Faut-il dire non à un client ?

Faut-il dire non à un client ?

Jean-François Chazalon est directeur clientèle GMS de la société FDG,  leader des gammes longues non alimentaires en GSA.

 

Quel est le principal enjeu pour un manager commercial ?

Au quotidien, le manager commercial est tenté de conditionner ses commerciaux afin qu’ils aient un seul et même objectif : la satisfaction client. Dès lors, l’enjeu majeur pour le manager est de sensibiliser sa force de vente à ne pas être seulement l’avocat du client. C’est la clé d’entrée pour instaurer une bonne relation commerciale. Cependant, il faut bien faire attention à ce que cette posture ne prenne pas trop d’ampleur, la relation deviendrait déséquilibrée et non saine.

Le paradoxe pour le commercial devient alors : comment satisfaire et fidéliser un client tout en préservant les marges et les intérêts de l’entreprise ?

 

Dans quelles circonstances un commercial peut-il être amené à dire non à un client ?

Cela devient indispensable lorsque l’on dépasse le cadre de la négociation, à condition de l’avoir clairement défini et validé en amont !

Nous avons tous appris très tôt, lorsque nous étions enfants, à dire “non”. Il suffit pour s’en convaincre de demander à ses propres parents !

 

Quels avantages peut-on en tirer ?

Savoir dire non à un client caractérise la confiance en soi que peut avoir un commercial, la capacité à affirmer et tenir ses postions. Ce qui est essentiel en relation client.

De plus, adopter cette posture permet à un commercial de ne jamais se retrouver dans des positions professionnelles délicates et non défendables.

 

La perception du commercial par le client va-t-elle changer ?

Un commercial qui sait dire “non” va rassurer le client en lui montrant son assurance, ce qui générera une perception de crédibilité.

A l’inverse, un commercial qui n’aurait pas la capacité de s’inscrire dans cette dynamique va mettre son client dans une situation instable.

Cela générera chez le client (l’acheteur) un véritable complexe et l’incitera à demander toujours plus en doutant de sa propre capacité à négocier.

Il est important de garder à l’esprit qu’obtenir trop systématiquement des accords ne fait pas partie des normes de l’acheteur. Le rôle de la contre-proposition est majeur et permet souvent de l’emporter.

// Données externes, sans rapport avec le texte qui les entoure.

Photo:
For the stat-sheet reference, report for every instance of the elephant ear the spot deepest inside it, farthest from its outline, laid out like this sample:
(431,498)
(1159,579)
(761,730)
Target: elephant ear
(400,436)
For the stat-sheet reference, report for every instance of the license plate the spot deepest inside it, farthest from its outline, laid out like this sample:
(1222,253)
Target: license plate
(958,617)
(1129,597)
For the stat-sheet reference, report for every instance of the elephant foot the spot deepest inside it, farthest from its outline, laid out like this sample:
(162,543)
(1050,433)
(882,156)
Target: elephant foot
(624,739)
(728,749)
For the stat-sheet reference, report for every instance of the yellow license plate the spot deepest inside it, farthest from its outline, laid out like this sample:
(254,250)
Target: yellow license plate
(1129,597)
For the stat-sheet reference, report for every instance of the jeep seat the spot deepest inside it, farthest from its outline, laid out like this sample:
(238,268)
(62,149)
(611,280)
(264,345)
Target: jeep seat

Ex : “Je ne peux accéder à votre demande mais en revanche, après l’avoir étudiée en détail, et afin de ne pas rester dans une impasse, je peux vous proposer …”

Le risque n’existe pas dès lors que le commercial saura doser ses « non »

et surtout les factualiser, les expliquer.

Comment parvenir à émettre une objection à son client ?

Cela commence par la préparation de l’entretien de vente, qui doit notamment permettre d’identifier les limites à ne pas franchir et de lister ce que l’on peut accorder.

Par ailleurs, dans cette phase de préparation, la mise en situation aide beaucoup et il est majeur de se préparer à dire “non” en délimitant le cadre précis des accords à délivrer et les zones de refus à formuler.

 

Quels seraient les 3 préceptes managériaux que vous donneriez à vos commerciaux ?

Se préparer, penser à systématiquement reformuler les demandes du client, et dire non simplement mais fermement tout en proposant des alternatives.